Like most of northern East Java, as well as the population of ethnically Javanese, the city is also home to many people from the neighbouring island of Madura. Due to the poor fertility of the land there, Madura remains one of the poorest regions in East Java province. Limited economic opportunities have led to chronic unemployment and poverty, which has created longstanding emigration from the island.

Local drivers play chess with a Swiss guy for a discounted ride to Cemoro Lawang.

As a result, nowadays, most ethnically Madurese people do not actually live on Madura. After various battles over the island, the Javanese, and then later the Dutch, gained control of Madura. Due to its weak agricultural offering, the island was instead initially used to source military slaves and later as the main supplier of salt in the archipelago, in this respect Probolinggo’s volcanic, mineral-rich soil is highly fertile. Under the Dutch East Indies colonial administration, especially in the 19th century, Probolinggo was, and remains, to be a profitable regional centre for refining and exporting sugar. The process of refining sugar uses sulphur, which extracted from the nearby Ijen volcano. Madurese people have lived on Java for several centuries now. Culturally they are close to the ethnic Javanese; they intermarry, share similar forms of language, folklore, music, dance, and shadow theatre (wayang).

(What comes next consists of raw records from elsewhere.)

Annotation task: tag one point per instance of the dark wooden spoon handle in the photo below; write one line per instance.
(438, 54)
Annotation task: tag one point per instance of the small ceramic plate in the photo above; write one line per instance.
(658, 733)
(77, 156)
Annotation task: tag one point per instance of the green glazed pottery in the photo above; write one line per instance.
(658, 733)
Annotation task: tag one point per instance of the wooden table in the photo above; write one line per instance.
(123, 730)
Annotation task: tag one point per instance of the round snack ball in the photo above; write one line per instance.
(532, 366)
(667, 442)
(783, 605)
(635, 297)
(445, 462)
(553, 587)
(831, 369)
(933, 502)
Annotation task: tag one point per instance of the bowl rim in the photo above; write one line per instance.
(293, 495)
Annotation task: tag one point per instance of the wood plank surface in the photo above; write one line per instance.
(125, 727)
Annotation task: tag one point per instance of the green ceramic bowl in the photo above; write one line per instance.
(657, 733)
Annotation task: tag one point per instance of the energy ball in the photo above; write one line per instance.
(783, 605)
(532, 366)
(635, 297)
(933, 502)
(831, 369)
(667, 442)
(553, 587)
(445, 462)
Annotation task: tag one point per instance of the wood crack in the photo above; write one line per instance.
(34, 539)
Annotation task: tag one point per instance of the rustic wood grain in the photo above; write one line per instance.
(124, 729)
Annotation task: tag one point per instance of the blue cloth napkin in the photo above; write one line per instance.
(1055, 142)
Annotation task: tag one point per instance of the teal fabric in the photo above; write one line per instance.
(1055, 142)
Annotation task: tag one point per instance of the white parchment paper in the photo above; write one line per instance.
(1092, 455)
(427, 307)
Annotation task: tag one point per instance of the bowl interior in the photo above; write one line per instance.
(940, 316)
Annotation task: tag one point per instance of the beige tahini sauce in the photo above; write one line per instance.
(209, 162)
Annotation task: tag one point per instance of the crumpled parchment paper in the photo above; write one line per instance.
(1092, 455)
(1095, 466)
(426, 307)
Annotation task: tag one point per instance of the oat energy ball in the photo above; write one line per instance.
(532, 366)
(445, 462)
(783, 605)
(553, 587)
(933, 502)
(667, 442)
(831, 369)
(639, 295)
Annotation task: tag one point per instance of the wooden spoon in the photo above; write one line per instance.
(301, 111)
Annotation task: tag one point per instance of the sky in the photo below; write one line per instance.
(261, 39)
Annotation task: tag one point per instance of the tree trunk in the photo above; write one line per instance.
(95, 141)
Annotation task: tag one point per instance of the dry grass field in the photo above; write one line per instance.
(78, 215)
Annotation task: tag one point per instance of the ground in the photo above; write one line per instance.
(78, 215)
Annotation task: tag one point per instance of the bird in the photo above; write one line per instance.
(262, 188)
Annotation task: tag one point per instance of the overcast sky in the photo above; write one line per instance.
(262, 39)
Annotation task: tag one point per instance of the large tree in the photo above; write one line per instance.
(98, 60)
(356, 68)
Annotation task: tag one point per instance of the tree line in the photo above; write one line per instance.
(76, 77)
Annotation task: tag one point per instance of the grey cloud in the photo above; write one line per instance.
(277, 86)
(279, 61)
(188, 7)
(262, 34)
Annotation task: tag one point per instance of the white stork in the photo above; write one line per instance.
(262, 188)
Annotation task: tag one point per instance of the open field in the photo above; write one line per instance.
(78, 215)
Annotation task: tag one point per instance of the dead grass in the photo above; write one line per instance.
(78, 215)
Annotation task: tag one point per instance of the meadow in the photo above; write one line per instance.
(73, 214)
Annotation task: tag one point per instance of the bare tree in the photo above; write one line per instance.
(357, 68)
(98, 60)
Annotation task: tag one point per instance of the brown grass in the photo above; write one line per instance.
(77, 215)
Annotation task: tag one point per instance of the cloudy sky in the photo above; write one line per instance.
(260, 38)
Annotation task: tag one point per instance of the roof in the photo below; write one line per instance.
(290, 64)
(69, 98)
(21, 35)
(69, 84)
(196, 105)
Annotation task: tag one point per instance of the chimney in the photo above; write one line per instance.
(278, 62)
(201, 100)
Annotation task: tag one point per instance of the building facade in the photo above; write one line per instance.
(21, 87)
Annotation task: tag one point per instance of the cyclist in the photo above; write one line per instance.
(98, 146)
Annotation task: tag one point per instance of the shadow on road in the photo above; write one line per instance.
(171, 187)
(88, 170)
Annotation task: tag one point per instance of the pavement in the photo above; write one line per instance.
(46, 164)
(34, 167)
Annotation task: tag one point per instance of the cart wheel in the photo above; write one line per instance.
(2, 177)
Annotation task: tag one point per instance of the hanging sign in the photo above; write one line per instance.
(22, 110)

Sleeping taxi van driver. Explore my Sleep while I travel collection.

They are often characterised as hard workers, stubborn, courageous, possessing integrity and, at the same time, sharpness, resentment, extreme frugality, isolation and distrust towards strangers – especially against the backdrop of kindness and sociability of their neighbours such as the Javanese people.
— Wikipedia

Despite their cultural similarities, the Madurese have been subject to conflict with the Dayak communities (native Javanese). The Dayaks were quite wary of strangers, and they saw the migration of the Madurese as a threat to their traditional livelihoods. Mutual distrust also promoted ethnic, cultural and religious differences. While most Dayak people practice Kaharingan, Madurese people practice carok. Kaharingan is a peaceful, folk religion that promotes life and the idea of a single god. Instead carok — opposite to religion — is an ancient, traditional custom that promotes violence and serves as a problem solving mechanism for any dispute. In Madura, there are common beliefs that form the social character. These are the ways of life for people, whereby certain topics are perceived to be sacred and command full respect. Within those topics are Islam, women and self-esteem, — all three are closely intertwined. A disregard for any of the three will bring forth violent retaliation, known as carok. Ethnic bigotry led to violence between the Dayaks and the Madurese in 1996, 1999 and 2001, resulting in large scale massacres of Madurese people. In the 1999 conflict, both Malays and Dayaks massacred Madurese, leaving thousands dead. In recent years, the situation has calmed somewhat and the exodus of Madurese to Java continues. But who knows what will happen in the future.